During the monthly meeting of the city council’s Public Safety Committee, Hubanks said both Part One crimes (Crimes Against Persons) and Part Two crimes (Crimes Against Property) are less than the same period a year ago, producing a total reduction of 14.85 percent.
“I’m proud of these numbers and more proud of the police officers and the hard work they’re doing,” Hubanks said. “It’s not a big number and I think you will see a departure from that as we get farther and get to that 21 or 22 percent reduction I think we’re going to have.”
Asked by senior Alderman Bill Brumett if the 2012 numbers were correct, Hubanks said department officials have corrected some of them.
Shortly after he took over, Hubanks said the 2012 numbers were incorrect because of a number of factors. He said Monday the biggest changes are in the number of thefts and burglaries. Under the old reporting system, a burglary was counted as a burglary, a theft and possibly criminal mischief if there was damage involved. Now, that burglary is counted only as a burglary.
“Anybody who doubts these numbers can bring their flash drive and plug it in to the server and they can have everything except the juvenile and sexual assault cases,” Hubanks said.
Looking at specific categories, there have been 24 fewer commercial burglaries reported through Sept. 30 of this year than there were last year. Residential burglaries increased by 10 for the same period, while reported thefts dropped by a total of 480 incidents. Auto thefts increased from 148 in 2012 to 171 in 2013, a jump of 23.
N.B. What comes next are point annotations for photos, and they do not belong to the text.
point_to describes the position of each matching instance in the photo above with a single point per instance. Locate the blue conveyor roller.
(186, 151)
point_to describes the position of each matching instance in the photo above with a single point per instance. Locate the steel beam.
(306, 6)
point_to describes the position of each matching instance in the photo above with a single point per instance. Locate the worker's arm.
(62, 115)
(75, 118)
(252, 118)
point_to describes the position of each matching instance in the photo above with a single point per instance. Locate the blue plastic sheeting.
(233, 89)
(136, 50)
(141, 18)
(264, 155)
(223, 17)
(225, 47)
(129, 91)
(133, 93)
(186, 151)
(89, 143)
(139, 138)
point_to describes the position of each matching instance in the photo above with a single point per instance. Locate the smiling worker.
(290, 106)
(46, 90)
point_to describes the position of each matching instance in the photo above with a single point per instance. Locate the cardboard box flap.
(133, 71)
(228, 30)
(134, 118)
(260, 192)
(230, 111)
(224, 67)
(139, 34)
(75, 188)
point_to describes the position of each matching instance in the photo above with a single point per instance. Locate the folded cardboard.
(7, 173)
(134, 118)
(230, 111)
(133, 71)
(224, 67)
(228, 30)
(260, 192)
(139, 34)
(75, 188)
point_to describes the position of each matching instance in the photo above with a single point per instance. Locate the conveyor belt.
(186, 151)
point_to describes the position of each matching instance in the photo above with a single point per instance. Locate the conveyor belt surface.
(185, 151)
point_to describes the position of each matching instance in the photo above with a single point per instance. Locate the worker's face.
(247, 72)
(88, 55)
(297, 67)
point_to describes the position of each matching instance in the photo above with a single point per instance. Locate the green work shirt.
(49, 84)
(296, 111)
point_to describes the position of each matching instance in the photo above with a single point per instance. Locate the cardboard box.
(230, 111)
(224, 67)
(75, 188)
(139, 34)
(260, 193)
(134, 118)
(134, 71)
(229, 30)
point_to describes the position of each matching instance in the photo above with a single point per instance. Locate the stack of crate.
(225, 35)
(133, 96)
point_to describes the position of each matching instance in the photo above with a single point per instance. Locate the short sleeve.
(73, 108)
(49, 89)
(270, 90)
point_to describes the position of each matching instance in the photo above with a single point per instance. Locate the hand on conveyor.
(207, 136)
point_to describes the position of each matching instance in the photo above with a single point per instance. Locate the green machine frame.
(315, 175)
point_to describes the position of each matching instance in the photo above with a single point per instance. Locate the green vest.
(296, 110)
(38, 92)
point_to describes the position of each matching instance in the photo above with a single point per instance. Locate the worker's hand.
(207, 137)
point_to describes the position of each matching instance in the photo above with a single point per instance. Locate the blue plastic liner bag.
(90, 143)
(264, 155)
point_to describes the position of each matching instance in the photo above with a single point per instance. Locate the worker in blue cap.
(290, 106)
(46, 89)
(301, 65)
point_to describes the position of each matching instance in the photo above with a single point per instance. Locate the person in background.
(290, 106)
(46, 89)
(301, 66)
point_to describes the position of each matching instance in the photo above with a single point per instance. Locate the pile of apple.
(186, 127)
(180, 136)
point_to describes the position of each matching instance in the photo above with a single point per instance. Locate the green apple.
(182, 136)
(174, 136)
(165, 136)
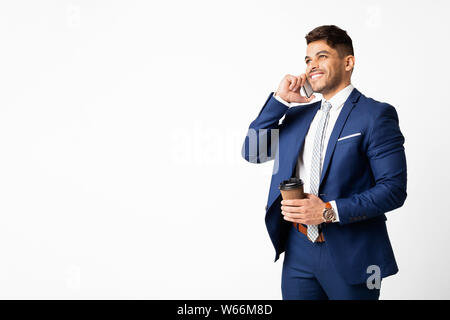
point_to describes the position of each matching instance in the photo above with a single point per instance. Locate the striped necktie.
(316, 163)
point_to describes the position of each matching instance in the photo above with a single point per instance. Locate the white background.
(114, 115)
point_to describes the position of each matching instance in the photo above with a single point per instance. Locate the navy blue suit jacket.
(365, 174)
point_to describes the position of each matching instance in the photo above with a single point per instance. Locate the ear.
(349, 63)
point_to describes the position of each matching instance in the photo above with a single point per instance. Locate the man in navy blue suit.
(348, 151)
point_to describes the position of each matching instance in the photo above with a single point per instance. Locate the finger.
(294, 215)
(296, 220)
(311, 196)
(310, 98)
(293, 83)
(298, 84)
(290, 208)
(303, 79)
(294, 202)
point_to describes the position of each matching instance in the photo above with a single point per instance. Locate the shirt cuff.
(287, 104)
(334, 206)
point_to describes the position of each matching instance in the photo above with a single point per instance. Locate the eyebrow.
(322, 51)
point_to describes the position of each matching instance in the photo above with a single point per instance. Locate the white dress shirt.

In terms of crimes against persons, there have been 100 robberies reported so far this year, ix more than for the same period in 2012. Aggravated assaults decreased from 341 in 2012 to 302 this year, and simple assaults showed a decrease of 328 compared with 2012.
Reported rapes and attempted rapes increased from 34 in the first nine months of 2012 to 51 so far this year.
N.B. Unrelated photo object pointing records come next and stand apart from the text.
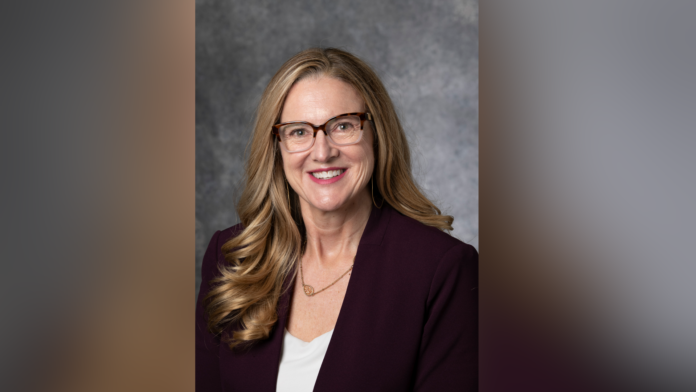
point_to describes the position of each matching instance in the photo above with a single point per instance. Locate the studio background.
(425, 52)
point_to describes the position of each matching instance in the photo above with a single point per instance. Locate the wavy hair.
(262, 257)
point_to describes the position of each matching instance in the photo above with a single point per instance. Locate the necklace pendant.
(309, 290)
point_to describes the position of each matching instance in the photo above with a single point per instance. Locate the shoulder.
(414, 236)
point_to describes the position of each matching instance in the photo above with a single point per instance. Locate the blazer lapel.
(352, 325)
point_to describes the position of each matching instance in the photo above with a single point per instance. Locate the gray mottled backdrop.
(425, 51)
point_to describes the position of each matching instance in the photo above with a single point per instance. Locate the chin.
(328, 205)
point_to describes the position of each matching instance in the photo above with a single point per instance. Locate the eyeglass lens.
(342, 130)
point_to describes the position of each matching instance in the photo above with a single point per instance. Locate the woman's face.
(316, 100)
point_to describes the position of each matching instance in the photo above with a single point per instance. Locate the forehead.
(316, 100)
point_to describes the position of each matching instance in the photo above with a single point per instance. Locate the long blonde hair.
(263, 255)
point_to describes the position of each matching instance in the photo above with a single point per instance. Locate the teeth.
(327, 174)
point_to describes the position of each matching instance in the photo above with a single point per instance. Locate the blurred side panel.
(97, 190)
(587, 196)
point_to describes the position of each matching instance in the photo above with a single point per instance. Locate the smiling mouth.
(325, 175)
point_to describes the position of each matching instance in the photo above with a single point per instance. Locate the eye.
(343, 126)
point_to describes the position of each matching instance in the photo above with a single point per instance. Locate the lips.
(327, 174)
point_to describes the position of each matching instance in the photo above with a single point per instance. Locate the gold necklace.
(309, 290)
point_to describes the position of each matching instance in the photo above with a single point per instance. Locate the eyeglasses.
(342, 130)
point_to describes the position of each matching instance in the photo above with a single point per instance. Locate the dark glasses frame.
(316, 128)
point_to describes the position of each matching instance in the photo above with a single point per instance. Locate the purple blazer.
(409, 320)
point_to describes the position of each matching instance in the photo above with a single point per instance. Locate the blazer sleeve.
(207, 345)
(448, 357)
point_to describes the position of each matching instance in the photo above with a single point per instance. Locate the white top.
(300, 362)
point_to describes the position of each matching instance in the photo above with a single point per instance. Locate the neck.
(334, 236)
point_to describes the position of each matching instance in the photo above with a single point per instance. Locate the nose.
(323, 151)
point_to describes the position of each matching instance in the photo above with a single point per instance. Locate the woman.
(339, 276)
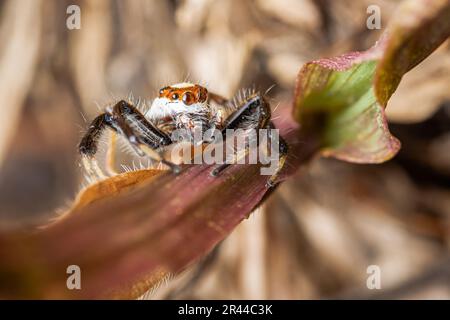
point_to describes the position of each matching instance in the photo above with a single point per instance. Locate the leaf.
(128, 242)
(341, 100)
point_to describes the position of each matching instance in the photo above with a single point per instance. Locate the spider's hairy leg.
(143, 136)
(111, 154)
(283, 152)
(126, 120)
(89, 145)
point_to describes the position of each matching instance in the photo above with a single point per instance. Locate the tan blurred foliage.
(319, 232)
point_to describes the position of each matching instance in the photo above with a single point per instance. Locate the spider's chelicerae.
(181, 106)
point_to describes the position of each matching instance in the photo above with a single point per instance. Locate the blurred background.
(319, 232)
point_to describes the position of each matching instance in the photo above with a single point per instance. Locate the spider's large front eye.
(188, 98)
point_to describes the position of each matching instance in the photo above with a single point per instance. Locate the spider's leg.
(140, 132)
(89, 145)
(111, 154)
(254, 113)
(282, 151)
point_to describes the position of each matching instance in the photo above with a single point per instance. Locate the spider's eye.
(188, 98)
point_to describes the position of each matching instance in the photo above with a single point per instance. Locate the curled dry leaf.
(129, 232)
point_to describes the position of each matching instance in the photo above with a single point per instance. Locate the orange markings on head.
(189, 94)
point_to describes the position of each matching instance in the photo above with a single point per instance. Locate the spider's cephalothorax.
(180, 106)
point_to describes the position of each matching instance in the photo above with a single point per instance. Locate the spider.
(187, 106)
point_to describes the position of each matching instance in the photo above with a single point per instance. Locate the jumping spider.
(185, 106)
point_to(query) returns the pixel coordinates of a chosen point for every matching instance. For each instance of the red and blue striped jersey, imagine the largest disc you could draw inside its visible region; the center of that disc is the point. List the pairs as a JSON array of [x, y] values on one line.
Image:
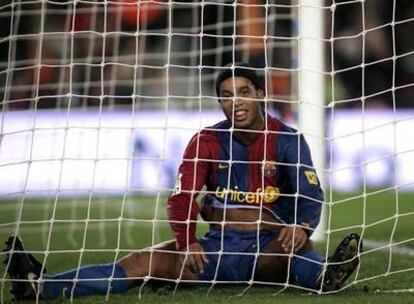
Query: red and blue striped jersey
[[274, 172]]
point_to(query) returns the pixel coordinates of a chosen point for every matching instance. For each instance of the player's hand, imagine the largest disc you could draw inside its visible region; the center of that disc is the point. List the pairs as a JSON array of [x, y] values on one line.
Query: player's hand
[[195, 261], [286, 238]]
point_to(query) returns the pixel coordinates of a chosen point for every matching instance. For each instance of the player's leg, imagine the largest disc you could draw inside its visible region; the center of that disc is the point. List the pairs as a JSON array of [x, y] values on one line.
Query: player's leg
[[91, 279], [306, 267], [274, 267]]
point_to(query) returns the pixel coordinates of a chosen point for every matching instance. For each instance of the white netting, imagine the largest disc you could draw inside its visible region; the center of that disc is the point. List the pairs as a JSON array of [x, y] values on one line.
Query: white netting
[[99, 99]]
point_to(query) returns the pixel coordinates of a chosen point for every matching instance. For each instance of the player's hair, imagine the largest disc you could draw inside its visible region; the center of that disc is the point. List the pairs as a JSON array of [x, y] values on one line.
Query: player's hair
[[241, 69]]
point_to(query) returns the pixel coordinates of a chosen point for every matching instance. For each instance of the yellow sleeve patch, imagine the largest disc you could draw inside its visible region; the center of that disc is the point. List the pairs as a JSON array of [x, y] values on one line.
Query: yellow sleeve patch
[[311, 177]]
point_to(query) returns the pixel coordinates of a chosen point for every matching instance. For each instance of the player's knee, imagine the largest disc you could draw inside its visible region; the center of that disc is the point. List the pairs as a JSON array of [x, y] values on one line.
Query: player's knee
[[136, 265]]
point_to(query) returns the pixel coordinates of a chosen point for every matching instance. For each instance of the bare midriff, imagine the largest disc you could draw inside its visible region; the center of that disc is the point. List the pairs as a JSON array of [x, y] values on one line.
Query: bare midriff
[[243, 219]]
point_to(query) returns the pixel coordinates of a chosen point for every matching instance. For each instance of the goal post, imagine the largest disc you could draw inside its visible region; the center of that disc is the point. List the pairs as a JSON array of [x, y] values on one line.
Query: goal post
[[311, 86], [98, 100]]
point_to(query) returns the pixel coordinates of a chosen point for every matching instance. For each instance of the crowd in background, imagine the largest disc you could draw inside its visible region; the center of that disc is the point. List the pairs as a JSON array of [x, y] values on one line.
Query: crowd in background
[[124, 52]]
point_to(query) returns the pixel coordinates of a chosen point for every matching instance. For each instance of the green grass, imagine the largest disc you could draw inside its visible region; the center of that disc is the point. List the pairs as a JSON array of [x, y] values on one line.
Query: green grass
[[381, 217]]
Asked by Alderman Wayne Easterly about that increase, Hubanks said there is a lot more public awareness now than there has been in the past, and that is a factor.
“We’ve also changed the way we respond to those calls,” he said. “The Arkansas State Police has a crew of civilians who are trained to interview child victims and they are very good. For several years, we’ve used their interviews instead of going back and doing our own.”
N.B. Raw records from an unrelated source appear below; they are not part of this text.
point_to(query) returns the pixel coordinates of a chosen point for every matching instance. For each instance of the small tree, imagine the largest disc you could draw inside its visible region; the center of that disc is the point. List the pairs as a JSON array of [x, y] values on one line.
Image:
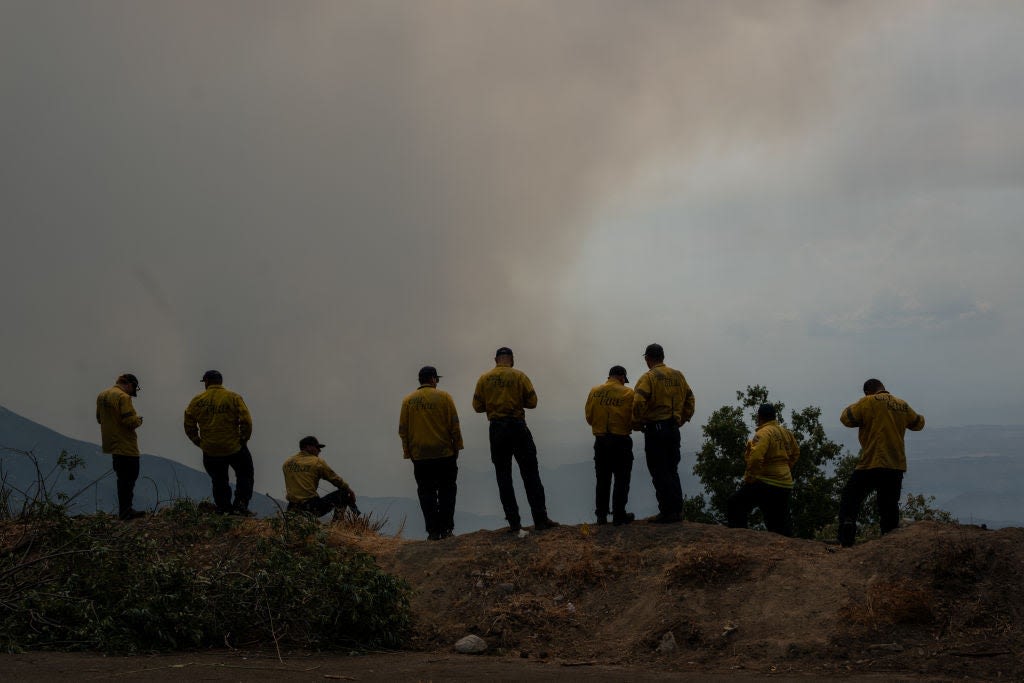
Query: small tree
[[720, 463]]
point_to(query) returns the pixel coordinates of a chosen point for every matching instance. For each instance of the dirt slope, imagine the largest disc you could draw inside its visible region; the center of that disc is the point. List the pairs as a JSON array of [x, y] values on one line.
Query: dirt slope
[[927, 600]]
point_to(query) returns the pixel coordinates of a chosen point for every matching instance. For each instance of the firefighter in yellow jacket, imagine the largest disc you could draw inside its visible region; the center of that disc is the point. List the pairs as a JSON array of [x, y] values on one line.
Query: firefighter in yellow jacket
[[303, 472], [218, 422], [882, 420], [503, 393], [428, 426], [609, 413], [118, 422], [663, 402], [767, 483]]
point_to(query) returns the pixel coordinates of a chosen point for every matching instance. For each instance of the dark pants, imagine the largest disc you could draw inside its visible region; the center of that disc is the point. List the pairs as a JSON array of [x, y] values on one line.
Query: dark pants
[[772, 501], [662, 449], [216, 467], [511, 438], [322, 505], [436, 487], [887, 483], [126, 467], [612, 458]]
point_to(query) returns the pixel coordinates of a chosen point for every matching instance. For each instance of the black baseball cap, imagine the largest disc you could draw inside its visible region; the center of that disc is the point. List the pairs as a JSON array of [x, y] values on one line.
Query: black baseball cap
[[427, 373], [212, 376], [128, 378], [653, 351]]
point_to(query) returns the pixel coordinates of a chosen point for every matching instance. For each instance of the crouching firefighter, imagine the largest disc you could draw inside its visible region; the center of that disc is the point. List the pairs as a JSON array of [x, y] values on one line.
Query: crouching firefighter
[[303, 472]]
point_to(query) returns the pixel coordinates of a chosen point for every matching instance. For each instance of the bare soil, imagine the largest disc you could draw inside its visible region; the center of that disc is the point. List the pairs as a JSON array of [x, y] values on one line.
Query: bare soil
[[927, 602]]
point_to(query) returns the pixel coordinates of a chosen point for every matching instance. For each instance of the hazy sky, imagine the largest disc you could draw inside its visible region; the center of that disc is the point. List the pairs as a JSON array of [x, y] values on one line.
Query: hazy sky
[[318, 198]]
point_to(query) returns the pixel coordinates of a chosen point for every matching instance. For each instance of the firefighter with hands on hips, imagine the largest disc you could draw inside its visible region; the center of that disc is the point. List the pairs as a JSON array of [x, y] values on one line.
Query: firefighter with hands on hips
[[428, 426], [218, 422], [503, 393], [767, 483], [663, 402], [609, 413], [118, 422], [303, 472], [882, 421]]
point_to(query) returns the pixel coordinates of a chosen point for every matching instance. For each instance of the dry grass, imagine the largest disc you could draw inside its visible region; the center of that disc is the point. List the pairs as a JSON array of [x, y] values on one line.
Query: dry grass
[[891, 602], [708, 566]]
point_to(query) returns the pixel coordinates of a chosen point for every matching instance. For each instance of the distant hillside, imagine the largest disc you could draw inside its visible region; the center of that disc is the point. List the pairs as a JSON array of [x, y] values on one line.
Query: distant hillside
[[975, 472], [162, 480]]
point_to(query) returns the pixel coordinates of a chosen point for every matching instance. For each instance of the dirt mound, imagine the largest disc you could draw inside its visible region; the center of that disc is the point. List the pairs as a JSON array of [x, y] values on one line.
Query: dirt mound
[[929, 599]]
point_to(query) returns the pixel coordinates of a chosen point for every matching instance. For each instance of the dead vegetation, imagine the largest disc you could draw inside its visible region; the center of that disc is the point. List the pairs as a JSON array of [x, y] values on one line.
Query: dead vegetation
[[928, 599]]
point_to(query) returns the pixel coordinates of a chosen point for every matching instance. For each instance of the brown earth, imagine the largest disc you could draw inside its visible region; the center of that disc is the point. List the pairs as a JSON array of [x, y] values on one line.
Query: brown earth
[[929, 601]]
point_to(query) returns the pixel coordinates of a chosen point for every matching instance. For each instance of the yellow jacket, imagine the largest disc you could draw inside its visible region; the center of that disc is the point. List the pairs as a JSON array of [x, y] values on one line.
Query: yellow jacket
[[504, 392], [771, 455], [218, 421], [883, 420], [428, 425], [302, 475], [118, 422], [663, 393], [609, 409]]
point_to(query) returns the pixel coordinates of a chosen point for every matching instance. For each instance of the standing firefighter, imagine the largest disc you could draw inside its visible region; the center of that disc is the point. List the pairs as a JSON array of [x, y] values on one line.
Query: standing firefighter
[[768, 480], [663, 402], [303, 472], [503, 393], [609, 413], [882, 420], [218, 422], [118, 422], [430, 435]]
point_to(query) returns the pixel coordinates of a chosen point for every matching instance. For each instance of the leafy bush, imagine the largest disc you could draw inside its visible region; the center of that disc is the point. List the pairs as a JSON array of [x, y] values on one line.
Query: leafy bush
[[182, 579]]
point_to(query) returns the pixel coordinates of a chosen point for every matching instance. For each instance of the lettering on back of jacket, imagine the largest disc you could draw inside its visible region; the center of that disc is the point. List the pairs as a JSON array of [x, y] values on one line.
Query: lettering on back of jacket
[[604, 399]]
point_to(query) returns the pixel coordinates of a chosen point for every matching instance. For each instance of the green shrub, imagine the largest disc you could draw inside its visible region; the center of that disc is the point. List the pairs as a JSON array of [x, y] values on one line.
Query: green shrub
[[182, 579]]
Hubanks said school programs emphasizing things like “good touch — bad touch” have also played a factor.
“The services available now are no comparison to what they were 20 years ago,” he said. “The Prosecuting Attorney’s Office has a sexual assault coordinator who goes out and talks to victims. Awareness is way up but there’s always a need for more.”
On another subject, Hubanks said officers will soon be concentrating more on enforcing city ordinances, as soon as new ticket books are printed up.
“Those fines are lower than the state fines and if I’m not mistaken, we (the city) gets to keep most all of the money,” he said. “That way we’re not funding some state trooper’s retirement in Northwest Arkansas.”
A portion of the fines levied in district court go into the state police retirement system.